Come riportato da Bloomberg e The Verge, Twitter ha confermato nella giornata di oggi 15 ottobre 2020 che Twitter vieterà tutti i post che negano l’Olocausto. Questo divieto non è elencato sul sito web del social dell’uccellino blu, non appare nemmeno nella sezione in cui si descrive la politica in materia di condotta odiosa; nonostante ciò, il portavoce di Twitter ha dichiarato che il divieto rifletterà l’interpretazione interna dei gestori di come tale politica dovrebbe essere applicata.

Nello specifico, lo stesso portavoce ha dichiarato: “Condanniamo fermamente l’antisemitismo, e la condotta odiosa non ha assolutamente posto nel nostro servizio. I tentativi di negare o sminuire gli eventi violenti, come anche la glorificazione di tali eventi, sono vietati dalla politica di incitazione all’odio”. Tra questi eventi sono compresi anche tutti gli altri genocidi.

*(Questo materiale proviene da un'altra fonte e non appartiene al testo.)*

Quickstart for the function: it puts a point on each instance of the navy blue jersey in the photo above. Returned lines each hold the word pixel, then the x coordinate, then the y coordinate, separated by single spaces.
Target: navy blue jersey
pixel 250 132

La piattaforma di Jack Dorsey ha avuto meno problemi di Facebook, la quale ha dovuto anche instaurare un dialogo con l’Anti-Defamation League per comprendere la dimensione di tale fenomeno: secondo molti utenti, infatti, Facebook avrebbe elencato e promosso moltissimi contenuti negazionisti dell’Olocausto e antisemiti. Twitter, d’altro canto, non è stato criticato dai medesimi utenti poiché, rispetto ad anni fa, i moderatori hanno iniziato ad agire più frequentemente e più rapidamente per bannare suprematisti bianchi, neonazisti, antisemiti e rimuovere i contenuti da loro pubblicati.

Ma Twitter non sta agendo soltanto per arginare questo fenomeno: di recente ha pure oscurato, per la terza volta nella storia, un messaggio dell’attuale Presidente degli Stati Uniti Donald Trump poiché violava le regole sulla diffusione di informazioni fuorvianti e potenzialmente dannose sul coronavirus.